Search code examples
pythonjsonapache-kafkaaws-lambdaaws-msk

Kafka sends value as a string: How can I deserialize it and turn it into a JSON object with Python


I am trying to consume MSK (managed Amazon Kafka service) messages from a lambda function - MSK is the trigger of my lambda.

The producer looks like this:

data = {'time': 1611215510000000000, 'tags': {'tag1': 'tagvalue'}, 'fields': {'value': 12345}}
self.producer = KafkaProducer(
            security_protocol=self.security_protocol,
            bootstrap_servers=self.kafka_servers,
            value_serializer=lambda x: dumps(x).encode('utf-8'))
self.producer.send(kafka_topic, value=data)

In the lambda function, I receive the following:

{
   "eventSource":"aws:kafka",
   "eventSourceArn":"<arn....>",
   "bootstrapServers":"<serverlist...>",
   "records":{
      "topic-0":[
         {
            "topic":"topic",
            "partition":0,
            "offset":0,
            "timestamp":1611138328871,
            "timestampType":"CREATE_TIME",
            "value":"eyJ0aW1lIjogMTYxMTEzODI4MDAwMDAwMDAwMCwgInRhZ3MiOiB7InN0YXR1cyI6ICJHb29kIn0sICJmaWVsZHMiOiB7InZhbHVlX251bSI6IDAuMCwgInZhbHVlIjogZmFsc2V9fQ=="
         },
         {
            "topic":"topic",
            "partition":0,
            "offset":1,
            "timestamp":1611138330033,
            "timestampType":"CREATE_TIME",
            "value":"eyJ0aW1lIjogMTYxMTEzODI4MDAwMDAwMDAwMCwgInRhZ3MiOiB7InN0YXR1cyI6ICJHb29kIn0sICJmaWVsZHMiOiB7InZhbHVlIjogMTQxMzUuMH19"
         }
    ]
  }
}

I'd like to transform the value strings to JSON objects.

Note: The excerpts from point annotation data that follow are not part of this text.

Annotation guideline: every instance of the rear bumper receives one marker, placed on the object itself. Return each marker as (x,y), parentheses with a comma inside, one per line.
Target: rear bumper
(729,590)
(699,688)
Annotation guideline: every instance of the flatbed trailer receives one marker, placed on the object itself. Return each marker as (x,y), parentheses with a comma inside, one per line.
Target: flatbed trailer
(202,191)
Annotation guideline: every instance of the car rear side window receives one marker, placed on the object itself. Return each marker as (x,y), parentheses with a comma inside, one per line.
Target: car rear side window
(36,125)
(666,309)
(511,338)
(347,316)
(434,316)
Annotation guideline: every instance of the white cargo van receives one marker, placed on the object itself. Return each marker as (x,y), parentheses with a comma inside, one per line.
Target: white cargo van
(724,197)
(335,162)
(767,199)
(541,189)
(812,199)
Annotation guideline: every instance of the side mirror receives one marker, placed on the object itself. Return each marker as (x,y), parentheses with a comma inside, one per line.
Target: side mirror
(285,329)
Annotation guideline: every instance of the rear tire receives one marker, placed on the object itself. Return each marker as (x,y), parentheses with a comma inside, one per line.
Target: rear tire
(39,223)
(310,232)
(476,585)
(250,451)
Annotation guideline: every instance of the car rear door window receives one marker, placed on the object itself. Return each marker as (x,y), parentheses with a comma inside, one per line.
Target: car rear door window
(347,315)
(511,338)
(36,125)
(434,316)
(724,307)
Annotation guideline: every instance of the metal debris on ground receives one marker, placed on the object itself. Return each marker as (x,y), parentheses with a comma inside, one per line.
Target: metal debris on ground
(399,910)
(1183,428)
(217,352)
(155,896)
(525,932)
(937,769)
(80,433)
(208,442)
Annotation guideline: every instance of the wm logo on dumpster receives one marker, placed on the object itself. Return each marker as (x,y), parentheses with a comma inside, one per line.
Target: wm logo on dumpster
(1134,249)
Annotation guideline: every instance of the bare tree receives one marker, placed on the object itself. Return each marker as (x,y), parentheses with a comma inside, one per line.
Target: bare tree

How could I do it? I've tried a lot of versions, the one I thought should work throws an exception (Exception: Expecting value: line 1 column 1 (char 0))

records = event['records']['topic-0']
for record in records:
    print(json.loads(record['value']).decode('utf-8'))

Solution

  • The value strings seem base64 encoded, so you need to find a way to decode them. Then you can load them.

    The first string decoded using https://www.base64decode.org/:

    {"time": 1611138280000000000, "tags": {"status": "Good"}, "fields": {"value_num": 0.0, "value": false}}